Anglobal was born out of this need to provide the services that no one wanted, offered in places no one else was available. It was a difficult process – there was a lack of a skilled workforce and we had to recruit and train people. Then we started growing. We started the company with 30 people and now directly employ around 700, and another 200 indirectly as service providers.
What are Anglobal’s core activities?
We are an engineering company – we provide engineering and services for telecommunications and energy sectors. Beyond this, our biggest business segment is technical operations and maintenance services. This is where Anglobal is at its best. We are always ready – 24 hours of the day – because operations do not stop. If you go from Luanda to Benguela for example, most of the telecommunication sites that you see on the roads are serviced by Anglobal. Telecommunication support services and logistics are particularly strong segments in Angola.

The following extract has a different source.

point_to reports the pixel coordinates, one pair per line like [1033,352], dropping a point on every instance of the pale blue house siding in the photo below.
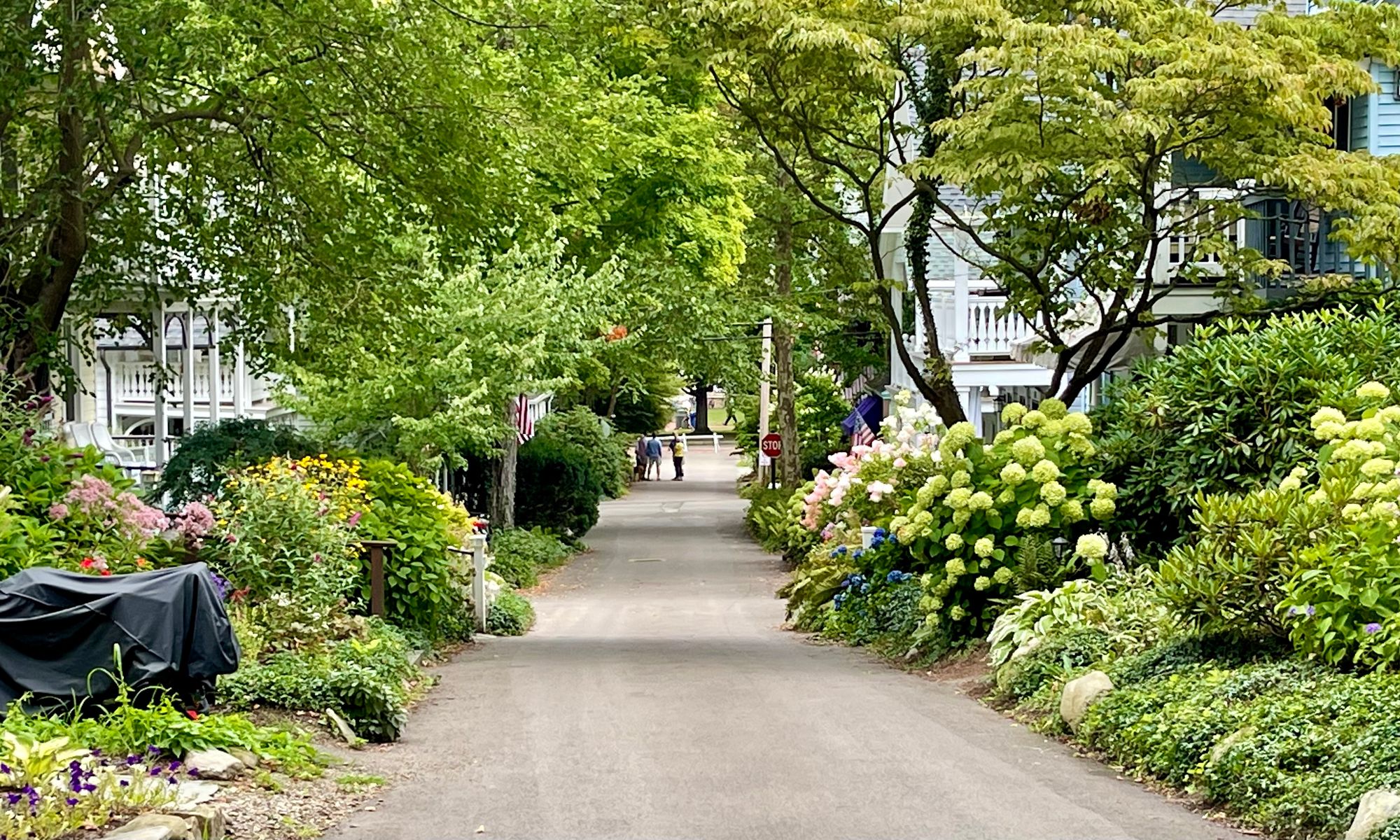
[1384,118]
[1362,121]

To be able to support such a huge extension of territory, as in Angola, we had to come up with our own logistics system. Back in 2003, there were no companies that could provide adequate logistics services, so we had to develop our own system that is strong and ramified throughout the country. This was our own internal logistical system, but the goal is to be able to offer it to third party companies as well. Around 96% of our fleet is available 24 hours, hence our huge fossil fuel dependency. We transport and deliver roughly 1.3 million liters every month from Cabinda to Benguela and Cuando Cubango, which requires extensive logistics and infrastructure.
What differentiates Anglobal from other engineering companies?
What makes Anglobal unique is that it is never static. We are always thinking about how to improve and prepare for tomorrow. We could have just laid low working with fossil fuels for example but, by observing emerging trends, we chose to expand and work increasingly to renewable energy. Within Anglobal, there is a company called “ANTOSC,” whose core business is infrastructure sharing. This is the first Tower Co company in the country. Three years ago we started thinking about the future as sharing infrastructure, instead of each operator setting up its own structure, hence when our top management saw this need emerging the project was put in place.
Our biggest differentiator is that Anglobal comes up with innovative solutions. Last year, we bought two industrial units from a state asset liquidation program – one of these factories was set up to manufacture infrastructure and the other one was for hot galvanization. We bought the assets from each factory in order to set up our own factory that manufactures infrastructures and galvanization, working under the commercial brand Galvostahl. All infrastructure that is set up in Angola such as transmission towers, is imported so, our goal is to start producing it locally. This year we are already building a second transmission tower. If everything goes as planned, we will have produced around 40 towers by the end of the year. This will help decrease our dependence on imports.
What measures has Anglobal taken to encourage local content development?
Anglobal is an Angolan company with Angolan shareholders. When we started the company, around 15% of our employees were not Angolans. Today, we are down to just three percent. We began by setting up towers, but after setting them up, we asked ourselves: ‘What is next? Who is going to operate and maintain them?’ So, we developed expertise in this sense. We want our technicians in Angola to have similar skills and salaries to those coming from abroad. In order to achieve this, people must have the right skill-set. We set up an academy to help train our employees. Our Anglobal Academy was certified last year by the Ministry of Mineral Resources, Petroleum and Gas. We are constantly trying to improve the skills and quality of life of the people in Angola.
What was the rationale behind Anglobal’s regional and international expansion?
We started in São Tomé and Príncipe in 2014 and in Cape Verde in 2015. This was a challenge that Anglobal had to explore beyond our borders. In São Tomé, we were part of the setting up of a local telecommunications operator network. We provided the data center for the project, brought the gensets and competed for and won the post-setup maintenance services. In Cape Verde our experience was similar. We also recently opened an engineering office in Portugal. This was due to the fact that there was a substantial exodus of experts from Europe due to Angola’s currency devaluation. We needed this know-how, so we set up a company in Europe to house our engineers. They support the development of many projects jointly with our local teams. During the implementation phase of a project those engineers will join us in Angola. We are at the moment going through a consolidation phase among all of our representations. This network was created out of a need to expand beyond Angola, save on costs and deliver the same quality services everywhere.